In metal additive manufacturing (AM) the material diversity is limited. This is a consequence of high costs associated with alloy development which is traditionally heavily reliant on trial and error. The purpose of this study was to evaluate a novel methodology for the accelerated development of new alloys for metal AM processes. To this end, the Integrated Computational Materials Engineering (ICME) approach was used to find a new high strength aluminium alloy tailored for selective laser melting processing. A completely new aluminium composition was designed and evaluated.

Expected results and effects

A new aluminium alloy intended for the SLM process was computationally designed to have a good combination of strength and printability. The proposed composition is based on the Al-Cu-Mg system. A simple methodology based on welding trials was devised and applied in order to evaluate the printability of the new alloy in comparison with commercial aluminium alloys. This new methodology can be used in the initial phase of powder development and provides a simple and economic way to rank the printability of different alloys, without the need for producing powder.

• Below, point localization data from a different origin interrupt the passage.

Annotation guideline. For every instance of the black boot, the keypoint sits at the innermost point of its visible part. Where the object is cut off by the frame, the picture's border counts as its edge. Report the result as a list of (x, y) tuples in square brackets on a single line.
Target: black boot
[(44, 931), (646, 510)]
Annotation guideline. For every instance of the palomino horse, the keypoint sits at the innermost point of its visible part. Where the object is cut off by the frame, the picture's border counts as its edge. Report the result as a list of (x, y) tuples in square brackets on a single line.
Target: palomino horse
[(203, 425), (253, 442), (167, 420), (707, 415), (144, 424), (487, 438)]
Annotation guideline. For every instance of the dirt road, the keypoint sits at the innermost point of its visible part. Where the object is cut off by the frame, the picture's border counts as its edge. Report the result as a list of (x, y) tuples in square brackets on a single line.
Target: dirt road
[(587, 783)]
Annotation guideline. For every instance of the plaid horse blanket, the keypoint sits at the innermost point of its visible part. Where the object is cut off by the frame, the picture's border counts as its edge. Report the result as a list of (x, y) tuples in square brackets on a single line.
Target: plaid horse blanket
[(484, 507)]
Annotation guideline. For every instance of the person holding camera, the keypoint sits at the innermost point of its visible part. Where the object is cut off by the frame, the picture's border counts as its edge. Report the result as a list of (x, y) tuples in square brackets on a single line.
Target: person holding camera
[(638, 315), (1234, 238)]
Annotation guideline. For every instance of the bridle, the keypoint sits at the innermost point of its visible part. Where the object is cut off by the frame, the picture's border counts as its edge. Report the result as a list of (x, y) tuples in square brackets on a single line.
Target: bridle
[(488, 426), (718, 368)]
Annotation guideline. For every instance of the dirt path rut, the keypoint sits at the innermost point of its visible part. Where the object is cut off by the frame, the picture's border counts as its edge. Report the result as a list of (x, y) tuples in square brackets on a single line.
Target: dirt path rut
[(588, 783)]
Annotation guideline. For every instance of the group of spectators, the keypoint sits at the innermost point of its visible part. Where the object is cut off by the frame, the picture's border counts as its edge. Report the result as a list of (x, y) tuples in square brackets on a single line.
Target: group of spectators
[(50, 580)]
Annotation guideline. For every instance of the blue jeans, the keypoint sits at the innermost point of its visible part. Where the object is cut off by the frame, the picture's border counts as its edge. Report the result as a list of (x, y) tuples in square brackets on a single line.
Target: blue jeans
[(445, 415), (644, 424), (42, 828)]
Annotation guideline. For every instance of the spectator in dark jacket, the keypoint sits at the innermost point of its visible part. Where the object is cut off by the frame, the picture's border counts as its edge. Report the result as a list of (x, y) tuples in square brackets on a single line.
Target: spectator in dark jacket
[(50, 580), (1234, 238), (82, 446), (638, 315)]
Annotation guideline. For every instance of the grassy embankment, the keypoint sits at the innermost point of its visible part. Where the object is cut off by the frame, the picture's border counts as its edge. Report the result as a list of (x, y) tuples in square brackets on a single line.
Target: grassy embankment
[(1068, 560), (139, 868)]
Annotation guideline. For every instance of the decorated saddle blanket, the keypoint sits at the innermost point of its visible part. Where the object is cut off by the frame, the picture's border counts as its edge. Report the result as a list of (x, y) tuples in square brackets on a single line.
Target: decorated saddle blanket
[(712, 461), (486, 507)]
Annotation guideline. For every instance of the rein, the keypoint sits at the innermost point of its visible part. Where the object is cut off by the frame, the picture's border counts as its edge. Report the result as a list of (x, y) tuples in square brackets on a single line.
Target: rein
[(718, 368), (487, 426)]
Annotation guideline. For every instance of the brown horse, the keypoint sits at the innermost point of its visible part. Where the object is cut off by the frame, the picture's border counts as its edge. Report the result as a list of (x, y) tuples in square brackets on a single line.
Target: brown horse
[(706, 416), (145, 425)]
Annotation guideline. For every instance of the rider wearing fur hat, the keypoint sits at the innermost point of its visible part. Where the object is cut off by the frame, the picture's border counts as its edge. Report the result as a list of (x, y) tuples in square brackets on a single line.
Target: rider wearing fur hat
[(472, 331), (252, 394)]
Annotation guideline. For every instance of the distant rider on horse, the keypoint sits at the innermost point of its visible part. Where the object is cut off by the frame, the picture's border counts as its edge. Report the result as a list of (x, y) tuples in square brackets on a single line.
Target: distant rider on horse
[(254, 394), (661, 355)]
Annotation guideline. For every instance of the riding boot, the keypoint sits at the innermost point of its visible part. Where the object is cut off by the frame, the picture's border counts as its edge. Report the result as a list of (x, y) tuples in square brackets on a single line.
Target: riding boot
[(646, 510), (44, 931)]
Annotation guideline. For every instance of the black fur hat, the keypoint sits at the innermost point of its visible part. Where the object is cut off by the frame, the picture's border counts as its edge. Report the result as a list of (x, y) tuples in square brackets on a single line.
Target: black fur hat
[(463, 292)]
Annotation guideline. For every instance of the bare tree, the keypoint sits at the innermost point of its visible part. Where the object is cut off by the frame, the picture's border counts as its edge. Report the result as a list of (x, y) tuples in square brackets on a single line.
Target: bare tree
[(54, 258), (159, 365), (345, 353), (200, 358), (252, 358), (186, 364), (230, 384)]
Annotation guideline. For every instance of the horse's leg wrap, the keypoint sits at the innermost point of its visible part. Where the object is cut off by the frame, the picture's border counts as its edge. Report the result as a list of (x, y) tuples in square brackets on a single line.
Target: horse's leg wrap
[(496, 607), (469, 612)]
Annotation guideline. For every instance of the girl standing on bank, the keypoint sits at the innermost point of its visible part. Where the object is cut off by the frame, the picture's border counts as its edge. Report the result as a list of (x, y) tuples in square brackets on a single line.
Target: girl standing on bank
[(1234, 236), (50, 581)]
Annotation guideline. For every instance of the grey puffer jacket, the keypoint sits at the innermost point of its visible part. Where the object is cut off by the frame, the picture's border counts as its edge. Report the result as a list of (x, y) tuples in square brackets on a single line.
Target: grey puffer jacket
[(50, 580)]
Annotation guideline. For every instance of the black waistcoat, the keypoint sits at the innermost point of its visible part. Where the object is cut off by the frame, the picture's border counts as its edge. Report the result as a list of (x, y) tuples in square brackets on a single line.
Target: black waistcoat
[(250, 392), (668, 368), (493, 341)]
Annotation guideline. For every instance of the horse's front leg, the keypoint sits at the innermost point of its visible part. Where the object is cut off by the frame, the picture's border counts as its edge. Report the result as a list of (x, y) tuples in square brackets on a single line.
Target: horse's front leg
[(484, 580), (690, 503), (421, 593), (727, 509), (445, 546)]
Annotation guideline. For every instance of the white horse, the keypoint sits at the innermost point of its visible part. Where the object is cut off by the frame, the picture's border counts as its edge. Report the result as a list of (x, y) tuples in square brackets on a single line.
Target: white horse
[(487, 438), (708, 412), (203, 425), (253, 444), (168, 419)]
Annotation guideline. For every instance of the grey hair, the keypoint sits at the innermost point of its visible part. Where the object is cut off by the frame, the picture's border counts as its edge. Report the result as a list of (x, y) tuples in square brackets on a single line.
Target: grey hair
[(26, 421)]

Planned approach and implementation

The printability of the new alloy was determined by simple welding trials. To this end, the new alloy was produced by sand casting and several welding investigations were performed on the alloy in order to determine its printability/weldability. In terms of printability/weldability and strength, the new composition was compared with a number of commercial aluminium alloys such as AlSi10Mg and 7075. The results indicate that the new composition is worthy of further development and optimization. The project consortium consisted of RISE IVF, QuesTek Eruope and Höganäs.